There is a complex body of issues around consent and the IDI, which are even more complicated for Māori. While permitted under current regulations, data are not collected with full, informed consent by individuals. Instead, this ability to continue to collect and link data without explicit consent is said to rely on ‘social licence’. Social licence has been defined as ‘the permission it [Stats NZ] has to make decisions about management and use of the public’s data without sanction’ (Nielsen 2018, p. 3). Overall, social licence includes the trust the public has in Stats NZ to govern the nation’s data and use it appropriately to benefit society. Social licence is important as international experiences have demonstrated that without it, big datasets can be disbanded due to severe public scrutiny (Carter et al. 2015). Despite having what looks like a comprehensive approach to data security and usage, the power to define howthis operates sits with the state (i.e. Stats NZ), which minimises the autonomy and control that Māori can exercise regarding Māori data. While research has shown that the public tend to not know enough about Stats NZ to make an assessment on their trustworthiness (Nielsen 2018), there is no research that specifically evaluates Māori perspectives of Stats NZ (Kukutai and Cormack 2019). Additionally, social licence is not a static concept as perceptions of Stats NZ can change over time. Therefore, it is important for the system to have ongoing engagement with communities, and to be aware of any change in attitudes.
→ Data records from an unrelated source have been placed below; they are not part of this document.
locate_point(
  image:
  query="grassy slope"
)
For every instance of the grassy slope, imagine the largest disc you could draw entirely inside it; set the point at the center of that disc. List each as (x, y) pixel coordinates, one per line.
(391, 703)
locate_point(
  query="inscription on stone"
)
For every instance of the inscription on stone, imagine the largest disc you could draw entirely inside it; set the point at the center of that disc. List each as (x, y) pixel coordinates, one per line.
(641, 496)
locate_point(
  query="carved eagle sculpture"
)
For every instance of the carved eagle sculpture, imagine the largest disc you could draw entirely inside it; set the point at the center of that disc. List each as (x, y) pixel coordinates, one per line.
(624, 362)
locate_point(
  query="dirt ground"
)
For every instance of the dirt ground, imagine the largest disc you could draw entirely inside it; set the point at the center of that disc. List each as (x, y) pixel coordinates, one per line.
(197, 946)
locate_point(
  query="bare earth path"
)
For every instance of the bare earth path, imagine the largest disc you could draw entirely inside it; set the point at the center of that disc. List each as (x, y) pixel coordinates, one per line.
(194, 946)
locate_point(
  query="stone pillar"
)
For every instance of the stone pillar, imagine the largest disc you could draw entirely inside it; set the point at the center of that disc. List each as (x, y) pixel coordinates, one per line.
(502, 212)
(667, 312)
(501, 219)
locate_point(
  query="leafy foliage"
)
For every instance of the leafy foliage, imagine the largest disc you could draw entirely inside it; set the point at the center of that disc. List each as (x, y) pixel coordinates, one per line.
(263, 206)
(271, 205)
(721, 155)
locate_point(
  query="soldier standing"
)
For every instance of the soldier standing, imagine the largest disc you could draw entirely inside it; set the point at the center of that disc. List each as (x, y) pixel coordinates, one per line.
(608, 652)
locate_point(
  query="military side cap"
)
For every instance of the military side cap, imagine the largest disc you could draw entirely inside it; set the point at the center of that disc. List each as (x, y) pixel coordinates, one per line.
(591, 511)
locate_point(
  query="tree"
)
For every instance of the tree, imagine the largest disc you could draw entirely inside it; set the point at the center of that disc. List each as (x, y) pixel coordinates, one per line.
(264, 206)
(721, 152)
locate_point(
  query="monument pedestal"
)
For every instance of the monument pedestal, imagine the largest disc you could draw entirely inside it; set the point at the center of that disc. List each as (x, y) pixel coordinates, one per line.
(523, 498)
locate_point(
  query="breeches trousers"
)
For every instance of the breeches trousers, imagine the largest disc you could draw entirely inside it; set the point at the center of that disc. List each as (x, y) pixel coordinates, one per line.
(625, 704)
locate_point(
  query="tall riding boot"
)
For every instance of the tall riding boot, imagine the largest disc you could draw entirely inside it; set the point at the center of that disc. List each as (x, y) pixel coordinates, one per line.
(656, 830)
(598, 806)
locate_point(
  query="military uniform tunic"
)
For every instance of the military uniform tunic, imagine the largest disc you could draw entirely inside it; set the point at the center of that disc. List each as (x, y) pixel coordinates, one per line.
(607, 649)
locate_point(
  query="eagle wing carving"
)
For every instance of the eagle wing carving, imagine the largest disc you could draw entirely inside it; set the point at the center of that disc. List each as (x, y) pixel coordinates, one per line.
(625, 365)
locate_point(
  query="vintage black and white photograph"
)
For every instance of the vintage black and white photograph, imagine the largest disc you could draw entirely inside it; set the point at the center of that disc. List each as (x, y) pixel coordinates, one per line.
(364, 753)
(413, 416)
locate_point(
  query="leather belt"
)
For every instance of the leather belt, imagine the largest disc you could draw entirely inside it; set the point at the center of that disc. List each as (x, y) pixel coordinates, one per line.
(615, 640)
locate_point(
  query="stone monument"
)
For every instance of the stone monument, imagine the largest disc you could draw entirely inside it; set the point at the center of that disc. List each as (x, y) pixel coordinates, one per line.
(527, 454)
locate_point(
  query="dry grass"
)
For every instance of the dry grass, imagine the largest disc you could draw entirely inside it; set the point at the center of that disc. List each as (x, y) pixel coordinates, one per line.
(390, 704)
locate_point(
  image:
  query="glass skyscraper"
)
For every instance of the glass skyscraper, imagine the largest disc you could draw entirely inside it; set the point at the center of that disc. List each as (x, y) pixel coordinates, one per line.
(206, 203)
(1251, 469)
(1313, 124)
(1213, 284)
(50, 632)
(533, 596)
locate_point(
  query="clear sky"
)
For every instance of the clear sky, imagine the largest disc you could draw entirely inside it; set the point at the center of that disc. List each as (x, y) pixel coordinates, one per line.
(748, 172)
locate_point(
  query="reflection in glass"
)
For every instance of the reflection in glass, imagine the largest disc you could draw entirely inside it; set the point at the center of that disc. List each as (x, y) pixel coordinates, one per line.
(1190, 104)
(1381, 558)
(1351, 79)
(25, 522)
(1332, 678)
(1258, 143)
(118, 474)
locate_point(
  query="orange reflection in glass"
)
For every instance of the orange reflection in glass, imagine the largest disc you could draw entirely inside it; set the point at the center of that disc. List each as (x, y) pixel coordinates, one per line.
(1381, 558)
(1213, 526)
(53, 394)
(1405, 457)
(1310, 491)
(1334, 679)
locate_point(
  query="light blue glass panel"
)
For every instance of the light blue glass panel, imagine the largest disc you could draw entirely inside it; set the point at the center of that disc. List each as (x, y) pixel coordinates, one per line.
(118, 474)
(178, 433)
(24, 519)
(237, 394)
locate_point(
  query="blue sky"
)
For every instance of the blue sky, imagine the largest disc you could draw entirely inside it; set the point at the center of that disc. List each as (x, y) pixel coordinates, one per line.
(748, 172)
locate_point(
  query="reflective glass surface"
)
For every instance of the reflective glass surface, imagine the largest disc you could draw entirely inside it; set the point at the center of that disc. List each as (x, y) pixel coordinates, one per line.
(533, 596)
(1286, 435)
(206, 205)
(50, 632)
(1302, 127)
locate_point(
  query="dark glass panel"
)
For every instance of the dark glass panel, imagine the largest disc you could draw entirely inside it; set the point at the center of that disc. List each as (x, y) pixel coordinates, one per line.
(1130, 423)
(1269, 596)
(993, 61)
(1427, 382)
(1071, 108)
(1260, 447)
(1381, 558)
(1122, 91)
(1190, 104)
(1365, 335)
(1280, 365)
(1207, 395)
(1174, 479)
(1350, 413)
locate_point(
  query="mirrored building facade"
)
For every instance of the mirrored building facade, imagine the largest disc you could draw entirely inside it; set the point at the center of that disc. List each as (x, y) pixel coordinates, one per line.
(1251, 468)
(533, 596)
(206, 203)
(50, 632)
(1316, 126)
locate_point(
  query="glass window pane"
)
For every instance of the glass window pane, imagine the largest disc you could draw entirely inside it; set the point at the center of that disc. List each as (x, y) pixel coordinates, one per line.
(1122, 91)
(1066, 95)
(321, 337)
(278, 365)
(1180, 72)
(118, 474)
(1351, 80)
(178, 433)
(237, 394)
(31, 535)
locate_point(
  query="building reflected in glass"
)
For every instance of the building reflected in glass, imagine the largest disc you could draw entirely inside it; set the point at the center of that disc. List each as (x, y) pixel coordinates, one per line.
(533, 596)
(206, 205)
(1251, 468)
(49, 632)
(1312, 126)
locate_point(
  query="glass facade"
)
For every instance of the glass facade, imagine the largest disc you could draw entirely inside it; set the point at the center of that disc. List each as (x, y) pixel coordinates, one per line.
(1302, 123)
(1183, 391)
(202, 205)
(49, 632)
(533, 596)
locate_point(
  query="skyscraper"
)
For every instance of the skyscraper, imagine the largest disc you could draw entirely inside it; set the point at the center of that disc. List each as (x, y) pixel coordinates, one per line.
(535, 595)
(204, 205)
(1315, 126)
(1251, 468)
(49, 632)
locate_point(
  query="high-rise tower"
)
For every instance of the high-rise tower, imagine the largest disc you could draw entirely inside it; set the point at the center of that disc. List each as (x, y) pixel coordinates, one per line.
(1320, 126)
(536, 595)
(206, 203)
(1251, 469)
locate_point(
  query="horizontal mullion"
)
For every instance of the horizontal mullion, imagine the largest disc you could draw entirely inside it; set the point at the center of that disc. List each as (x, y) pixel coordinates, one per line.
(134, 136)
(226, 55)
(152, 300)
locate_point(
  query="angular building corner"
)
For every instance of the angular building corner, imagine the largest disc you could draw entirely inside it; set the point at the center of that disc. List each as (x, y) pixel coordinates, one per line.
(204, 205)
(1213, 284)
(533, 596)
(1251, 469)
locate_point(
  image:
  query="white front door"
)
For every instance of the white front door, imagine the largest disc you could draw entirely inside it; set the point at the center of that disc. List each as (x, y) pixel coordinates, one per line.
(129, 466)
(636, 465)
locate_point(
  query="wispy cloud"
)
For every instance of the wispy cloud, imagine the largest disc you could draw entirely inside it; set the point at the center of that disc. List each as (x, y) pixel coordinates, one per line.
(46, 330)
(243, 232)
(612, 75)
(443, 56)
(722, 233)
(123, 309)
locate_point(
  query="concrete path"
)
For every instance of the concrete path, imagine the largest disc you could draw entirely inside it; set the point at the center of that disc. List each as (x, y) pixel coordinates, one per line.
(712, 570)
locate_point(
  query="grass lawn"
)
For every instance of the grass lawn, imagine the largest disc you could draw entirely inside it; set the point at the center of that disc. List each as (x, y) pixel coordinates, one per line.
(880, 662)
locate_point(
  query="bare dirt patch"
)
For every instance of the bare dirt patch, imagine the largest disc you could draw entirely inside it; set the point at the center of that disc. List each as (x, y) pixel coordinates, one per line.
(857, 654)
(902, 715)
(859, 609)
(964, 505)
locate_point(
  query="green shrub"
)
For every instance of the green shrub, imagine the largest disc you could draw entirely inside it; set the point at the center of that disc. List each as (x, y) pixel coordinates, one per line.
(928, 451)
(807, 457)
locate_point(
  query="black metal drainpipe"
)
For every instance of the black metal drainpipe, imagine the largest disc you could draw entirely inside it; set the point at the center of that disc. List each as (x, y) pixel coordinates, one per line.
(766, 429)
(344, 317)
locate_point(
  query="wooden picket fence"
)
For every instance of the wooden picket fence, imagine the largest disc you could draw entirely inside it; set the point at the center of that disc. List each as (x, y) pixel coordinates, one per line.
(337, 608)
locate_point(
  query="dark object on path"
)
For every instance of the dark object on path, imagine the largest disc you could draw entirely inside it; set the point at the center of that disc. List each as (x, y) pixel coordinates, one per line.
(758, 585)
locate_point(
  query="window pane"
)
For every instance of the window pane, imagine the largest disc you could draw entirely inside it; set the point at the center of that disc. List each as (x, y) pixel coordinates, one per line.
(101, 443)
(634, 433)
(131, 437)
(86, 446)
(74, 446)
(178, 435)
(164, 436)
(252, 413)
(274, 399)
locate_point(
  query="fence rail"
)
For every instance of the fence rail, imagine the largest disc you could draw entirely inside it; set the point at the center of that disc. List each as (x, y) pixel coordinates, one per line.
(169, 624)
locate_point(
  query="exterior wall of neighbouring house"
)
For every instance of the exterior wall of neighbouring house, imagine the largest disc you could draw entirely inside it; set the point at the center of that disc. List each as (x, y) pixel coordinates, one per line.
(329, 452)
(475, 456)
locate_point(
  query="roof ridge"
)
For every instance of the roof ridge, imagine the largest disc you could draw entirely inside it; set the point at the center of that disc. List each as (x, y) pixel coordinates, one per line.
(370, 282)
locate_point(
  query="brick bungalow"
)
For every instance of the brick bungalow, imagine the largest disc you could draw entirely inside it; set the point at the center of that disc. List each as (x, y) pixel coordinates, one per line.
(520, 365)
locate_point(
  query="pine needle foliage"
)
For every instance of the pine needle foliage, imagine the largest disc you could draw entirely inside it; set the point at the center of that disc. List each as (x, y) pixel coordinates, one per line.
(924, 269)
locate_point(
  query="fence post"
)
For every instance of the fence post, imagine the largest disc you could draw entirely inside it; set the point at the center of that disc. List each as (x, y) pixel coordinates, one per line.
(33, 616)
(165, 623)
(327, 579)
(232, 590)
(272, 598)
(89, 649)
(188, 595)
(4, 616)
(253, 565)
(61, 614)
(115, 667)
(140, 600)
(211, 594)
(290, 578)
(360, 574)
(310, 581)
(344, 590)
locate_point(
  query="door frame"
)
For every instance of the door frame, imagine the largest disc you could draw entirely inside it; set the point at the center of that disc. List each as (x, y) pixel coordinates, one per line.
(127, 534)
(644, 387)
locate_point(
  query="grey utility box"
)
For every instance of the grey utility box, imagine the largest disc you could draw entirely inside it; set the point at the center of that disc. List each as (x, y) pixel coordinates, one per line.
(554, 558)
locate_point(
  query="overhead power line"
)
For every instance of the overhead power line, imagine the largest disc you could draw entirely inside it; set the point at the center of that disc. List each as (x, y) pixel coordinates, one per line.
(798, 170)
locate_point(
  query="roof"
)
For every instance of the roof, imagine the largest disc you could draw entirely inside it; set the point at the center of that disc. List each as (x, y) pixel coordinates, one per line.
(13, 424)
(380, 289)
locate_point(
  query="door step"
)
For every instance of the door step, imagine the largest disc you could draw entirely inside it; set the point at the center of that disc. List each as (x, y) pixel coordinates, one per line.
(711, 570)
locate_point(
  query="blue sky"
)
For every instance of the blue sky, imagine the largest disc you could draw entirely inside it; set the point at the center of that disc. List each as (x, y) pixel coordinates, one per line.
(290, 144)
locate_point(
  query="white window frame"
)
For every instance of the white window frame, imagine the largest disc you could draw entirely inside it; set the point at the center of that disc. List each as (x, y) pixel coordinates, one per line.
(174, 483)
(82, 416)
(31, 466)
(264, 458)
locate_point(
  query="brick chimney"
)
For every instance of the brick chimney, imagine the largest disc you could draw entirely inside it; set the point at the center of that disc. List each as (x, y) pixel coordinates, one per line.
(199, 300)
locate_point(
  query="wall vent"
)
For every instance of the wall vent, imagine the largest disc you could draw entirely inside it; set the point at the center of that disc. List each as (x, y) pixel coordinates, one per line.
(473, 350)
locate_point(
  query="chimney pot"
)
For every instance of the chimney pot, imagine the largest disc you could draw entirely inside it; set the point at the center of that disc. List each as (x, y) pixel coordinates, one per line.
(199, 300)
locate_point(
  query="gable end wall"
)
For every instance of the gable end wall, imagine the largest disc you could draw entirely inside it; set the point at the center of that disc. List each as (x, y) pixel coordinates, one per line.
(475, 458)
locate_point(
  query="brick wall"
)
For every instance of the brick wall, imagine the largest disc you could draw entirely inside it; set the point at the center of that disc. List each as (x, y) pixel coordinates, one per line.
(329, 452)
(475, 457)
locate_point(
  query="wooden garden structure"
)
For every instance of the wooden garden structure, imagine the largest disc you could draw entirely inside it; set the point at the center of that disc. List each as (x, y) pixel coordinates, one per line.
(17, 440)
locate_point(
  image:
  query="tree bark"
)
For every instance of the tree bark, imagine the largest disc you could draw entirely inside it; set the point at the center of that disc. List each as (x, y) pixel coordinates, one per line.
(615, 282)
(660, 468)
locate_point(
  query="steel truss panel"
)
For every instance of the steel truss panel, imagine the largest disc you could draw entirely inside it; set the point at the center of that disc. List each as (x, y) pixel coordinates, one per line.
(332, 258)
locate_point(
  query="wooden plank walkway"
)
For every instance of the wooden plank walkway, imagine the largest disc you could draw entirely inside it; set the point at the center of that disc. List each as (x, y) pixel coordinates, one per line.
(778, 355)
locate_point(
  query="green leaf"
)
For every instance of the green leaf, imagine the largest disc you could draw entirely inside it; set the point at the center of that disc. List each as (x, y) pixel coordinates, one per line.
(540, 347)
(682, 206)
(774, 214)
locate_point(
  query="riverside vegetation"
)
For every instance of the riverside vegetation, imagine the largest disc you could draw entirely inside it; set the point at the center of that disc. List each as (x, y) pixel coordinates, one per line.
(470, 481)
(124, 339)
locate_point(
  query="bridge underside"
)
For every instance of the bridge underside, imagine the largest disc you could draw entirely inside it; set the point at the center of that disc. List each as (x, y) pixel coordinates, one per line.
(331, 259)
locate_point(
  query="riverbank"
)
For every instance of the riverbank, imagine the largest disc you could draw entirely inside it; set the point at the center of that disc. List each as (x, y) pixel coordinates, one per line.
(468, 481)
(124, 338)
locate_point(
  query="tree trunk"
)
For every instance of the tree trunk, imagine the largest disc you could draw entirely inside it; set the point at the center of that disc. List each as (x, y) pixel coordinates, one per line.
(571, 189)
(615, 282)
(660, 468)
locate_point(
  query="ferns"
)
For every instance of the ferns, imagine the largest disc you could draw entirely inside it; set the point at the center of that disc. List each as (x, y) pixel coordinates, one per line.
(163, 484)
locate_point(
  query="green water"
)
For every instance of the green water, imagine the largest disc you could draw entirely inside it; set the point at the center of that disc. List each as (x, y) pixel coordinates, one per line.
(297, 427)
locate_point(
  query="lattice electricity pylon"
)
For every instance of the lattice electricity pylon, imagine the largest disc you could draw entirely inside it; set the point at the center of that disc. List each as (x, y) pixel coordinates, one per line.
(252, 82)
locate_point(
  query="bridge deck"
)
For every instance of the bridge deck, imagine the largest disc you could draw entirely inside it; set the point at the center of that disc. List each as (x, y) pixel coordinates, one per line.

Social licence is likely more complex for Māori communities, within Aotearoa’s context of ongoing colonisation and contemporary disparities. For example, use of the IDI has potential concerns for Māori when data may contribute to deficit-focussed narratives about Māori, and if the context in which data is collected is not clearly understood (Gulliver et al. 2018). TMR proposes two additional dimensions to social licence for Māori: cultural licence – considering the ramifications of big data usage on the social contract between Māori and the Crown under Te Tiriti; and Māori data sovereignty – the right of Māori to govern and control their own data (Hudson 2016). In summary, it is clear from existing work on social licence that there are broader questions that need to be asked about the IDI by the Crown, and answered by hapori Māori.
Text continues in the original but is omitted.